Following Jesus is no joke. There’s a reason He tells those who would follow after Him to count the cost. Because there is a cost. (If discipleship costs you nothing, you’re not doing it right). Recently, I’ve hit a wall. Between the church I pastor and the homeless shelter I manage, I have two 24/7 jobs. Somewhere in there my wife expects to have a husband that is more than a charred cinder. This isn’t the life Jesus has called me to, but it’s the season He has me going through. And I’m tiredwicked tired, as we say in New England.

Sometimes we have to be brought to the end of our ropes to realize our great need for God’s sustaining strength and grace.

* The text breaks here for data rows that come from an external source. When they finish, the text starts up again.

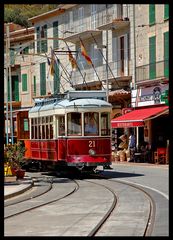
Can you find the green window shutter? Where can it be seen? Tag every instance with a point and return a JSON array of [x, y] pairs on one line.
[[152, 57], [166, 54], [15, 88], [55, 35], [42, 79], [12, 57], [26, 50], [34, 83], [24, 82], [151, 14], [166, 11], [44, 42], [56, 79], [38, 39]]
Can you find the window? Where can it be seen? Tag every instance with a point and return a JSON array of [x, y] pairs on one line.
[[61, 125], [91, 122], [24, 82], [38, 39], [151, 14], [25, 124], [95, 55], [80, 18], [166, 11], [166, 54], [34, 86], [34, 128], [152, 57], [105, 124], [44, 35], [74, 126], [42, 79], [56, 79], [26, 50], [93, 15], [55, 35], [81, 60]]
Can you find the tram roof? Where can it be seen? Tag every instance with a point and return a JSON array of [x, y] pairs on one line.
[[66, 103]]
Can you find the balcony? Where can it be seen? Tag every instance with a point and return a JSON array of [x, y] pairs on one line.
[[115, 74], [110, 20], [158, 71]]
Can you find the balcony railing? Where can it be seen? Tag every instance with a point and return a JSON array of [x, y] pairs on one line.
[[93, 22], [114, 70], [152, 71]]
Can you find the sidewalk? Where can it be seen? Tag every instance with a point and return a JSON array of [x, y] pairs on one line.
[[12, 189]]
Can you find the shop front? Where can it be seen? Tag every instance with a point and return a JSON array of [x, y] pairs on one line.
[[150, 126]]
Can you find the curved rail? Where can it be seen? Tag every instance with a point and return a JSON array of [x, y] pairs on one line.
[[152, 212], [45, 203]]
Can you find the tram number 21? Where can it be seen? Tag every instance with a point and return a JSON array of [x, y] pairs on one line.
[[92, 144]]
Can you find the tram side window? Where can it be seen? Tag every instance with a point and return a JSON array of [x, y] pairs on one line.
[[91, 123], [43, 128], [74, 123], [39, 129], [36, 128], [33, 128], [105, 124], [47, 128], [61, 124]]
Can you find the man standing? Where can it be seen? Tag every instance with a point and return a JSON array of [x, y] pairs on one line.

Every day as my feet hit the cool morning floor and my eyes crack open, the emptiness of my tank reminds me that I need Him desperately. There’s no other way to survive the day. And this is true even when the demands of life and ministry aren’t kicking me in the teeth.

On our last trip to Ireland, I picked up a tiny replica of a stone hut used by early monks. It sits at the base of my computer reminding me not to forget the monastic elements of my spiritual life in the busyness of the missional. For those of us that do, it can be really hard to just be. The inflow has to power the outflow. We have to be poured into in order to pour into the lives of others. As much as Jesus engaged the multitudes, He was also ducking the crowds to get a little one-on-one time with His heavenly Father. We need to stop feeling guilty about being still before God as if our personal spiritual health is a selfish endeavor. Without the be, there’s little quality do.

As you go about the business of Jesus’ mission, beware the wall. Don’t forget where your strength and stamina come from. Pray for a fresh outpouring of the Holy Spirit to empower you. Finally, take to heart this quote from Martin Luther: It is a good thing to let prayer be the first business in the morning and the last in the evening. Guard yourself against such false and deceitful thoughts that keep whispering, “Wait a while. In an hour or so I will pray. I must first finish this or that.” Thinking such thoughts we get away from prayer into other things that will hold us and involve us till the prayer of the day comes to naught.